Discussions on among allies for govt formation: Ajit Pawar

Updated: Nov 29, 2024

Ajit Pawar

Mumbai: Deputy Chief Minister and NCP head Ajit Pawar on Monday said discussions were underway among the Mahayuti partners to finalise a formula for the new government formation in the state.


Speaking to reporters at Karad in Satara district, Pawar also acknowledged the contribution of the government's Ladki Bahin scheme, which provides financial assistance to women, in the Mahayuti's victory in the just-concluded state assembly polls.


The NCP leader also assured that the alliance was working cohesively following its resounding victory in the state assembly elections.


Pawar paid tributes to Maharashtra's first chief minister Yashwantrao Chavan at his memorial in Karad on his death anniversary.


In the state poll results declared on Saturday, the Mahayuti, which comprises the BJP, Chief Minister Eknath Shinde's Shiv Sena and Ajit Pawar-led NCP, bagged an impressive 230 of the 288 assembly seats.


The focus has been on BJP leader and Deputy Chief Minister Devendra Fadnavis, who is being seen as a strong contender to occupy the top post for the third time, as his party bagged 132 of the 149 seats it contested in the state.


Notably, Maharashtra minister and Shiv Sena leader Deepak Kesarkar has said his party legislators feel Eknath Shinde should continue as the chief minister of the state, where the ruling Mahayuti scored a landslide victory in the assembly polls.


Ajit Pawar said, "We will decide what formula to work out on the cabinet formation among the three parties."

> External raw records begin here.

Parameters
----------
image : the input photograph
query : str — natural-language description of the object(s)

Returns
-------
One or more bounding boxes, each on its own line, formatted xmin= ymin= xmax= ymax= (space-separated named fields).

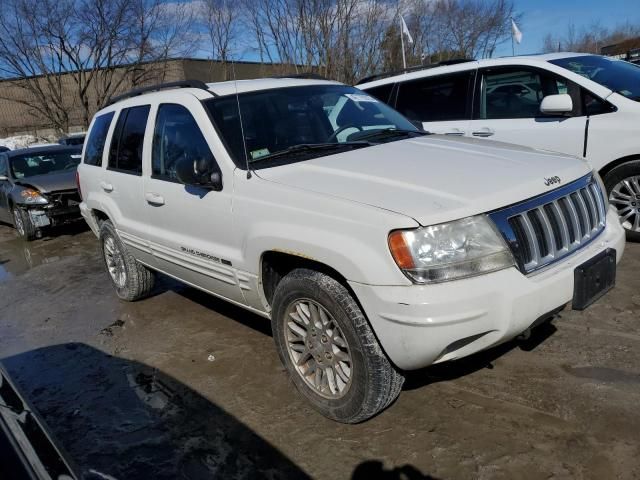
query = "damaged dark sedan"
xmin=0 ymin=145 xmax=83 ymax=240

Reflecting on the elections, he acknowledged the contribution of the Ladki Bahin scheme in the Mahayuti's win.


"We cannot ignore that Ladki Bahin helped us in this election. We are grateful to them (women voters)," he said.

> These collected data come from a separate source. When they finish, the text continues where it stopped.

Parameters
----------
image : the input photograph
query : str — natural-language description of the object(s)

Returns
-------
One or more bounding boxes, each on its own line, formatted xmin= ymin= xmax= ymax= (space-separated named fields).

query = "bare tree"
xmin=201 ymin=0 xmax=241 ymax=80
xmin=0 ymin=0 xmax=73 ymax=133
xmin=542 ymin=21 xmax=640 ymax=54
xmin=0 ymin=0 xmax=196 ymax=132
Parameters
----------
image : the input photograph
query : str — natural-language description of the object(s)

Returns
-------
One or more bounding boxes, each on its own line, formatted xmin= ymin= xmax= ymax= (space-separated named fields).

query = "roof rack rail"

Defending the scheme, Pawar, who is also the state finance minister, further said, "Had I been opposed to the Ladki Bahin scheme, I would not have presented it in the House. I discussed the scheme with several retired finance officers before finalising it."

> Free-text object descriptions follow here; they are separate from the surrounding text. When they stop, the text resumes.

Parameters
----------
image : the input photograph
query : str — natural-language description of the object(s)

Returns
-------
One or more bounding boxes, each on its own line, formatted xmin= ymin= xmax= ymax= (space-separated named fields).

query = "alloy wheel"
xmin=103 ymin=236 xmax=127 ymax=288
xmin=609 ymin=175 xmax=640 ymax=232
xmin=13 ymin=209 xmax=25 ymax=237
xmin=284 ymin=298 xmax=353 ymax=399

Pawar also dismissed concerns raised by some opposition leaders over the Electronic Voting Machines (EVMs), pointing out that polls in states like Punjab, West Bengal and Telangana, governed by their political opponents, have been conducted with the same system.


Commenting on members of same families contesting against each other during the elections, Pawar expressed annoyance over repeated questions on it.


He then asked, "Why was my close nephew fielded? Atram's own daughter was fielded against him, and even Rajendra Shingne faced a similar challenge. I don't want to comment further on this. I have got tired of apologising for fielding my wife against Supriya. Yugendra was in business, then why was he prepared to contest against me?"


In the Baramati assembly seat, Ajit Pawar was pitted against his nephew and NCP (SP) candidate Yugendra Pawar.


In Aheri seat, NCP leader Dharamraobaba Atram's daughter Bhagyashree Atram contested against him on NCP (SP) ticket.